I'd take int checks over puzzlesolving any day.
Essentially, then, you hate participating.
I know of a game you'd love. All you have to do is press the X button on your controller a whole bunch.
On topic again, are there any genuinely convincing arguments that realism is really-and-truly a design goal for any sort of game (except for strict simulations like, say, Falcon 4.0)? Because real life rewards power gaming and using the same tactics every single time (see: SWAT teams. Kick in door, throw in grenade, shout a lot, arrest perps, rinse, repeat. Oh, and they only take the best people for doing that sort of thing. Buncha munchkins are using exploits, man). Or is boring. Battles can go on for hours in real life, with people staying in one place and firing at half-seen forms that might,
might, have been an enemy's head. Or is over in a second, because everyone all but walked into each other and the guy who got initiative had an AK and didn't really have to bother aiming.
Is any of that a game you guys want to play? Maybe you said yes, I don't know, but realism like that seems much better suited to higher-level strategy games, because personally I don't want to have to deal with piddling, meandering crap like that, and nor do I particularly want to reload because I wasn't the guy in the last example. Inevitably my last save would have been several hours ago.

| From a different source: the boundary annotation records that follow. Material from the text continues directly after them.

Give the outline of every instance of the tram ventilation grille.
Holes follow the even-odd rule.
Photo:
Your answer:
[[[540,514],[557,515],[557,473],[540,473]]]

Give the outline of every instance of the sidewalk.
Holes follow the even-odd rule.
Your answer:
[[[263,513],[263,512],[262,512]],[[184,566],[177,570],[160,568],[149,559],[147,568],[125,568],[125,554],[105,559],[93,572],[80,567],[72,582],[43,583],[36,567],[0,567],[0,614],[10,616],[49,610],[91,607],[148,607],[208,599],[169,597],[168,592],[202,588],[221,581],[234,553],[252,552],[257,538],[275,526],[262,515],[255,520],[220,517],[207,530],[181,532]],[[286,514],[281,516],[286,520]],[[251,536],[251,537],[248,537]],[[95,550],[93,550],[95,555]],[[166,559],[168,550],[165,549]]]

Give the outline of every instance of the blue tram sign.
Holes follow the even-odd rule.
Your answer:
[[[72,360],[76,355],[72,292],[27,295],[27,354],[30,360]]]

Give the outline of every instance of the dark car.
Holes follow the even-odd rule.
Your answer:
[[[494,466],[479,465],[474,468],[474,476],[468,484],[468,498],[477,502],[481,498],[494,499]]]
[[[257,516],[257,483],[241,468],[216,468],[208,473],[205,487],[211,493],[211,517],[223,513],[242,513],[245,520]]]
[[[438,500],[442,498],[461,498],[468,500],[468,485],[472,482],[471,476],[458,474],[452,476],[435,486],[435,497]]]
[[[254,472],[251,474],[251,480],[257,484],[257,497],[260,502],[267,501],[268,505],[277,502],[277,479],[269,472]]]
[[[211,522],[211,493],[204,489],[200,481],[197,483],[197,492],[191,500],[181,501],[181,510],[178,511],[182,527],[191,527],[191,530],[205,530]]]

Abstraction is definitely the best way to go in these matters. More abstracted games are rarely so lethal or random that you're locked into a single course of action - a la the SWAT team - or compelled to create a certain sort of character - the super fast guy with an AK. And an elegant system can, in fact, approximate a lot of the specific things you guys were talking about earlier. Consider HP for a moment. A damage roll has a number of potential results. Get a low result, and, well, your sweaty palms made your grip falter. High result, nice solid strike right on the top of the bonce. This is purely narrative, and I'm ignoring all the issues there are with D&D style HP, but the player won't care if it's kept under the hood, and besides the result will be similar to a more complex system (at least, at low levels) without the greater development time and potential for bugs that the extra code will bring. Low HP approximates being in a disadvantageous position in combat almost as well as a 'wound track' or death spiral, despite the painfully obvious flaws.
Honestly, you could base a brutally simplistic system on
Hnafatafl and terrain modifiers* which would have more tactical rigour than a strictly realistic simulation. And isn't that what we're aiming for, with this discussion? Meaningful decisions on the part of the player?
* Off the top of my head - characters have two stats, combat and movement rate, terrain has X-Y-Z coordinates and maybe a simple terrain type modifier. In single combat, the character with the higher stat will win, in a predetermined number of rounds depending on the difference between the stats and the terrain factors (for this to work, running away will not be an option). Flanking a guy with two characters will adjust the combat further in their favour, while putting a guy on opposite sides of an opponent - essentially backstabbing him - will drop them in one round. So essentially positioning will be very important - your men's movement will be modified depending on the terrain they're on, so essentially each side will be trying to isolate their opponents, gain higher ground (for bonuses), close off areas which allow speedy transit, and prevent the enemy from coming to the aid of their losing allies. There, it's deterministic and very abstract but if I saw something similar to it in a game I would evangelise it over Fallout-style 'stand and hope for a critical' combat no matter how bad the execution was.